Подал я лошадей. В избу меня проезжающие позвали — барыня молодая да трое ребят, мал мала меньше. Старшему-то четыре годика, а младшей самой девочке года два, не более. И куда только, думаю, тебе, горемычной, экое место ехать доводится, да еще одной,_без мужа? Барыня-то тихая, приветная. Посадила меня за стол, чаем напоила. Спрашивает: какие места, нет ли шалостей? — «Не слыхивал», — говорю, а сам думаю: ох, родная, боишься ты, видно. Да и как ей, бедной, не бояться: клади с ней много, богато едет, да еще с ребятами; материнское сердце — вещун. Тоже, видно, неволюшка гонит.

Ну, сели, поехали. До свету еще часа два оставалось. Выехали на дорогу, с версту этак проехали; гляжу — пристяжка у меня шарахнулась. Что, думаю, такое тут? Остановил коней, оглядываюсь: Кузьма из кустов ползет на дорогу. Встал обок дороги, смотрит на меня, сам лохмами своими трясет, смеется про себя… Фу ты, окаянная сила!
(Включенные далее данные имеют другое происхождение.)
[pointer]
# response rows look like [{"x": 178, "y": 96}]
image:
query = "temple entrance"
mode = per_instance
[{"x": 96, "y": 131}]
У меня и то кошки по сердцу скребнули, а барыня моя, гляжу, ни жива ни мертва… Ребята спят, сама не спит, мается. На глазах слезы. Плачет… «Боюсь я, говорит, всех вас боюсь…»





«Что ты, говорю, Христос с тобой, милая. Или я душегуб какой?.. Да вы почто же ночевать-то не остались?..»

«Там-то, говорит, еще того хуже. Прежний ямщик сказал: к ночи в деревню приедем, а сам в глухую тайгу завез, на заимку… У старика-то, — говорит барыня, — пуще всех глаза нехорошие…»

Ах ты господи, думаю, что мне теперича с нею делать? Убивается, бедная.

«Что ж, говорю, теперича, как будете: назад ли вернетесь или дальше поедем?» Хожу я круг ее — не знаю, как и утешить, потому жалко. А тут еще и лог этот недалече; с проселку на него выезжать приходилось, мимо Камня. Вот видит она, что и сам я с нею опешил, и засмеялась:

«Ну, садись, говорит, поезжай. Не вернусь я назад: там страшнее… С тобой лучше поеду, потому что лицо у тебя доброе». — Теперь это, братец, люди меня боятся, убивцем зовут, а тогда я все одно как младенец был, печати этой Каиновой на мне еще не было.

Повеселел и я с нею. Сел на козлы. «Давай, — говорит моя барыня, — станем разговаривать». Спрашивает про меня и про себя сказывает, едет к мужу. Сосланный муж у нее, из богатых. «А ты, говорит, у этих хозяев давно ли живешь; в услужении ли, как ли?» — «В услужении, говорю, недавно нанялся». — «Что, мол, за люди?» — «Люди, говорю, ничего… А впрочем, кто их знает. Строгие… водки не пьют, табаку не курят». — «Это, говорит, пустяки одни, не в этом дело». — «А как же, говорю, жить-то надо?» Вижу я: она хоть баба, да с толком; не скажет ли мне чего путного? «Ты, спрашивает, грамотный ли?» — «Маленечко, мол, учился». — «Какая, говорит, большая заповедь в Евангелии?» — «Большая, мол, заповедь — любовь!» — «Ну, верно. А еще сказано: больше той любви не бывает, если кто душу готов отдать за други своя! Вот тут и весь закон. Да еще ум, говорит, нужен — значит, рассудить: где польза, а где пользы нету. А персты эти, да табак там — это одна наружность…» — «Ну, правда твоя, отвечаю. А все же и строгости маленько не мешает, чтобы человек во всякое время помнил».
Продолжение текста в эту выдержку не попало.